Benvenuti trucioli

Eugenio me lo aveva promesso e ha mantenuto: mi ha portato da assaggiare due vini “truciolati”, opera di due cantine novaresi. Anzi, ha fatto di più: mi ha portato da assaggiare una base di vino nebbiolo che ha ospitato i trucioli per quarantotto ore e un taglio di quest’ultimo vino con nebbiolo in purezza.

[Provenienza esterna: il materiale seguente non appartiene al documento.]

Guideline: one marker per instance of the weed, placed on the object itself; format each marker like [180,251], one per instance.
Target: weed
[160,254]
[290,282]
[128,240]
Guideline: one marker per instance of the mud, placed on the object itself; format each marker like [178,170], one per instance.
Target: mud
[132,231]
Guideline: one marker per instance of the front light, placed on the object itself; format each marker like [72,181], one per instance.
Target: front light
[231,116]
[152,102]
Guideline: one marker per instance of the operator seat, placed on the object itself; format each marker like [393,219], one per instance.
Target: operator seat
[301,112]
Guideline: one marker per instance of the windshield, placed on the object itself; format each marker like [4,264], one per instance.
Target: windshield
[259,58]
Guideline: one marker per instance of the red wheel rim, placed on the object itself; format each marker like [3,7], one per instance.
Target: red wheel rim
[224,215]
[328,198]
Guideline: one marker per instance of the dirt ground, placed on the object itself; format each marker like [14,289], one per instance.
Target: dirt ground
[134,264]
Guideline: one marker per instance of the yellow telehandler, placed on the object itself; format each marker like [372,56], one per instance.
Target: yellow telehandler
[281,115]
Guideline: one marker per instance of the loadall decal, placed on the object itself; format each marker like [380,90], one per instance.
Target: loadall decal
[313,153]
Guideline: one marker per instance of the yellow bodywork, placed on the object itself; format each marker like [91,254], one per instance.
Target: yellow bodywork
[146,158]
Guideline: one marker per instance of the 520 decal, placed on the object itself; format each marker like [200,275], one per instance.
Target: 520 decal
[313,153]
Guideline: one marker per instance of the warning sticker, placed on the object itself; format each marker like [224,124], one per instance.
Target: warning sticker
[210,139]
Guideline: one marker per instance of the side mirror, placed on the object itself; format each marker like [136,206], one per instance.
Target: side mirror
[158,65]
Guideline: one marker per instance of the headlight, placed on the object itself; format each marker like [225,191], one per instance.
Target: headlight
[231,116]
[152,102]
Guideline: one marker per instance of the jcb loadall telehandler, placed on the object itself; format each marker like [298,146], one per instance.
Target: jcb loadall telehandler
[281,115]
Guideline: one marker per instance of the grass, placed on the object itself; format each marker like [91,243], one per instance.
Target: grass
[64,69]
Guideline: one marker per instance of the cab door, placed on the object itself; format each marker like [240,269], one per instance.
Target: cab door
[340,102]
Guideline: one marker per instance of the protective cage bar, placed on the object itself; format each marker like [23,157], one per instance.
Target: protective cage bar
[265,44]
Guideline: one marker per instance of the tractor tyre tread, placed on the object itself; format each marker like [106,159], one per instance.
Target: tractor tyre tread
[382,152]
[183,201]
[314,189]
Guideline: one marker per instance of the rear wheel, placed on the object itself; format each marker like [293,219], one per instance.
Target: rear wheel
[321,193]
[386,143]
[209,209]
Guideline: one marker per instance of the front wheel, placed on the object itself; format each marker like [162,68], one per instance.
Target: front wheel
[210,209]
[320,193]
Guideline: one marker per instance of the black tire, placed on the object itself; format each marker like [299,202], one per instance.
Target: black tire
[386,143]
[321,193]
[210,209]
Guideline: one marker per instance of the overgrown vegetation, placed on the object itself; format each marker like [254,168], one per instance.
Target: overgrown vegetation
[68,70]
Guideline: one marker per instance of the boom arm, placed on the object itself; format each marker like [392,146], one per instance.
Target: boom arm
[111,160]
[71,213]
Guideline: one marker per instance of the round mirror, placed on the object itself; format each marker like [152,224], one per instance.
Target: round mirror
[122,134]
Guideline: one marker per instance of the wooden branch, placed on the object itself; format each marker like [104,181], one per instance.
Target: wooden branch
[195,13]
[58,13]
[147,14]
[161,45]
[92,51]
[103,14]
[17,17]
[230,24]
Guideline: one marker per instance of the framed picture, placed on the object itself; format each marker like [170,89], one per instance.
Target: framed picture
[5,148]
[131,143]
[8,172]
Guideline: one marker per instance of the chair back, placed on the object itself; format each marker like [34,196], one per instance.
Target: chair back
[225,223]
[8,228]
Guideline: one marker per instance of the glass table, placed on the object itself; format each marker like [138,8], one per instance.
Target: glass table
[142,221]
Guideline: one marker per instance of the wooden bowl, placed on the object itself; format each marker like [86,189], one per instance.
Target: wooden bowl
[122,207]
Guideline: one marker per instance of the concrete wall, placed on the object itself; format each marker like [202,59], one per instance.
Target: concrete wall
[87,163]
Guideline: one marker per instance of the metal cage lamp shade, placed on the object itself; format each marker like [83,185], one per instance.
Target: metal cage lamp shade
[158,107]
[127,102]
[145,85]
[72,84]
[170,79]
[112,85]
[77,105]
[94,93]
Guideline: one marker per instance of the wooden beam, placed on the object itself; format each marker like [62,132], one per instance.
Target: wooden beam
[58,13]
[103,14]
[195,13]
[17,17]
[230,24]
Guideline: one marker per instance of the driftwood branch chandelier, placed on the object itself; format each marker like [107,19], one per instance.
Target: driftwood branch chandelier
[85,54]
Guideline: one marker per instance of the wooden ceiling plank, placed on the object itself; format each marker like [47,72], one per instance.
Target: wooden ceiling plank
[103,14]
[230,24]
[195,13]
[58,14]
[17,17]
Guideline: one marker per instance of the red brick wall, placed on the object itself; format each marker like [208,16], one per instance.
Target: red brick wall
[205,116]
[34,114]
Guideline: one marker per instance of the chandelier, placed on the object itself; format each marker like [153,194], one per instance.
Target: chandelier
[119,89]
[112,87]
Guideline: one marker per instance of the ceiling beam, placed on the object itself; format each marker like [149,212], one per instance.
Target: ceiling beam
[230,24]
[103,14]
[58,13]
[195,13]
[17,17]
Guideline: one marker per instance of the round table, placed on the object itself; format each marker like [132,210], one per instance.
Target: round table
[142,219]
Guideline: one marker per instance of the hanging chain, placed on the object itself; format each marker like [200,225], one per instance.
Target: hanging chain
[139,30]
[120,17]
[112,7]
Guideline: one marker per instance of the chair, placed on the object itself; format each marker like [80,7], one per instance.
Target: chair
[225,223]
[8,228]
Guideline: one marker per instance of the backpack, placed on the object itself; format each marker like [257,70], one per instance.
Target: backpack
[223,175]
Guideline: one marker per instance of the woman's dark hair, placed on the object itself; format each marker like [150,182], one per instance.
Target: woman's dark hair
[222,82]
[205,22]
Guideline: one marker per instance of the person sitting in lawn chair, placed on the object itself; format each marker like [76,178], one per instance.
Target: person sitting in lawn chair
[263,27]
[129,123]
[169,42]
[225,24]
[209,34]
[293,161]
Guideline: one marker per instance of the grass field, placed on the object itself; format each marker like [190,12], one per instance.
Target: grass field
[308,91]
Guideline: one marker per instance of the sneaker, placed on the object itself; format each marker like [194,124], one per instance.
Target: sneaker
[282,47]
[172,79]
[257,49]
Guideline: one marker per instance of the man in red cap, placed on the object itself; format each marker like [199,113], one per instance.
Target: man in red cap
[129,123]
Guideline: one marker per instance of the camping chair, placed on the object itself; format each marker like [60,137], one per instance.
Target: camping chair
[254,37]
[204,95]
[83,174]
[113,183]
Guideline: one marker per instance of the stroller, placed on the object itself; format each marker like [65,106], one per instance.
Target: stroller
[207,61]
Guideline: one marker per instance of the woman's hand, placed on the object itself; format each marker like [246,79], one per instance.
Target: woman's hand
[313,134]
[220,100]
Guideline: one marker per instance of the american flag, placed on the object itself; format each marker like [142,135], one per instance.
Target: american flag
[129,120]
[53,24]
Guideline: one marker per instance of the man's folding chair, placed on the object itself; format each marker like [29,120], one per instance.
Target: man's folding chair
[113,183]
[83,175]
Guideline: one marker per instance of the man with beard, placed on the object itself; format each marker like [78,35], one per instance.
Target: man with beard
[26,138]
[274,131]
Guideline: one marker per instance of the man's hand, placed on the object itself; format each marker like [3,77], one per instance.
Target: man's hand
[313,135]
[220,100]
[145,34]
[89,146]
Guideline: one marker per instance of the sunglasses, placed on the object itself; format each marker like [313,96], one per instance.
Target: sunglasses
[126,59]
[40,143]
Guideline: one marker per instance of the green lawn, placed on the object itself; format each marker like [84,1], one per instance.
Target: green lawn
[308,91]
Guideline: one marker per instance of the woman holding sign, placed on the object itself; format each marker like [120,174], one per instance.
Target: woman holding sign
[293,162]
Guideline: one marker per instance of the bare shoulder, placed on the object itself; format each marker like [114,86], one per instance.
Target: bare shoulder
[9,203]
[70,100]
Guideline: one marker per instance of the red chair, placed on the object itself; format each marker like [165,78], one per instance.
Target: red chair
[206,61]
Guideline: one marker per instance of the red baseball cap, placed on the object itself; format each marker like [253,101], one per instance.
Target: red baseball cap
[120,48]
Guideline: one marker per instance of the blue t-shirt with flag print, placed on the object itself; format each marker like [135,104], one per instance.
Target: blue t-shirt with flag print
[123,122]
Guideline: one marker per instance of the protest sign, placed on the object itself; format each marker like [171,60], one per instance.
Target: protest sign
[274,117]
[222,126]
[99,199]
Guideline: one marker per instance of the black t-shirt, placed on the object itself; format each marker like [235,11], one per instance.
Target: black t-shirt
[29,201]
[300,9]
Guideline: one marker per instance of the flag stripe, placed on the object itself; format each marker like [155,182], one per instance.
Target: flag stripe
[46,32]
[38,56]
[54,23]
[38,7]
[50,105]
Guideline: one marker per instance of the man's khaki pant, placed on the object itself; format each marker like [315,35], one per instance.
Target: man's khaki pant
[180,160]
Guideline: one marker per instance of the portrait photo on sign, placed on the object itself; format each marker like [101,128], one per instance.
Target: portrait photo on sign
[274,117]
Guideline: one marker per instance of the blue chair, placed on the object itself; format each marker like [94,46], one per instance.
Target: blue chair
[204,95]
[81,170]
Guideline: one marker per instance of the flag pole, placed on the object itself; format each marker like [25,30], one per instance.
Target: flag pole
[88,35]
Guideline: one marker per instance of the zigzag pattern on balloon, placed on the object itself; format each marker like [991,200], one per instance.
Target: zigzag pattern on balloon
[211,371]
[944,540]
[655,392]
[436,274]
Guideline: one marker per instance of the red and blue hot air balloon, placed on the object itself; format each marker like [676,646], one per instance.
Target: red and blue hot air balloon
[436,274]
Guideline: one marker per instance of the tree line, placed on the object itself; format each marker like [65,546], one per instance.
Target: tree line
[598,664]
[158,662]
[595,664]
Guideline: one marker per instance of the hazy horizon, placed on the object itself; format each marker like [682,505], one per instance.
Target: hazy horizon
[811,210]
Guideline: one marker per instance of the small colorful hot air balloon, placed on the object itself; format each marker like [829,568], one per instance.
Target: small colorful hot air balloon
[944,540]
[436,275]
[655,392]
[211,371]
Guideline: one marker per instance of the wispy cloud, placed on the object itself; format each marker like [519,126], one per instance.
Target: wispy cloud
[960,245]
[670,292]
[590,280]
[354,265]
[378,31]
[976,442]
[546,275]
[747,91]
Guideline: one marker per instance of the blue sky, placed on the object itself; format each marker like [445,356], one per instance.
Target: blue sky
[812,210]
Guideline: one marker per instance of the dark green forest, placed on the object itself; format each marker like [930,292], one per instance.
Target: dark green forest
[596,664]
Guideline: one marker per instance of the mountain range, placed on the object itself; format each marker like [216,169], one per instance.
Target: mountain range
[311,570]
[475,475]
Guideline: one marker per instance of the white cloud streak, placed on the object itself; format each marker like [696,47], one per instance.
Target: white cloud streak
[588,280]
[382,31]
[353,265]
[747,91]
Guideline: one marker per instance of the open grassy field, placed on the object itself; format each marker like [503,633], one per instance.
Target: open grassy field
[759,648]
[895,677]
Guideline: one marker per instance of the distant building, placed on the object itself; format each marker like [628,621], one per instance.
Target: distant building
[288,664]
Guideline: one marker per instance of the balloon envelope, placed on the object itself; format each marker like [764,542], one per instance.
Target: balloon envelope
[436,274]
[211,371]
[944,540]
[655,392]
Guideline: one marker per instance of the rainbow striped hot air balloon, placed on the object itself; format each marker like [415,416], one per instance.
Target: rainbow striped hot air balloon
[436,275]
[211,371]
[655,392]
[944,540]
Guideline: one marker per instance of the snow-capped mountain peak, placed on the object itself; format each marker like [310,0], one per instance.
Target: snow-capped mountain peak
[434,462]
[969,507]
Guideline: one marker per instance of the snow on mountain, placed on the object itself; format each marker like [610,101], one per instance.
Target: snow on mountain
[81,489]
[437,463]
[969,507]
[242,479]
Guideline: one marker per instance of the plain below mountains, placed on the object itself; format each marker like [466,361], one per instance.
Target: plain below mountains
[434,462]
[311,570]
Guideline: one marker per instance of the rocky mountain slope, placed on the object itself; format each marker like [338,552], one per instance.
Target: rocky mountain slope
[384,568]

Lui, viticultore, non è scandalizzato del loro uso (“lo facevano già”) quanto dell’anonimato che copre queste pratiche enologiche. Lo si fa, ma non lo si dice. Sarebbe meglio, ribadisce, dichiararlo in etichetta. E il risultato?

Il vino “truciolato” di base è immondo ed imbevibile: al naso sa di legno (ovvio) tantissimo, sembra di sentire le resina, un vaniglione ovunque, un retroprofumo quasi chimico… in bocca è subito dolce, morbido ma si chiude tannico ed asciugante… un retrogusto dolciastro, medicamentoso. Imbevibile.

Il secondo ha sì una barrique potente, ma i profumi dolci di lagno e vaniglia sono più contentuti. Forti ma abbordabili. In bocca è molto dolce, subito; ancora un po’ tannico. Lo diresti un barriquato giovane, un po’ scomposto. Anche se la bassa acidità spiazza. Un vino da far affinare.

Eugenio, mi ha parlato di percentuali che, variando, si trovano in molti vini novaresi. Soluzioni? Lui dice che riconoscerli è facile. I vini “truciolati” sarebbero scomposti: ricchi di profumo e subito dolci, ma poco organici, poco armoniosi…

Sarà, ma intanto quelle due bottiglie anonime le assaggerò ancora. Per capirci di più. Senza cadere nella paranoia di non assaggiare più vini barriquati –“perché comunque falsi”- come sostiene qualche mio amico.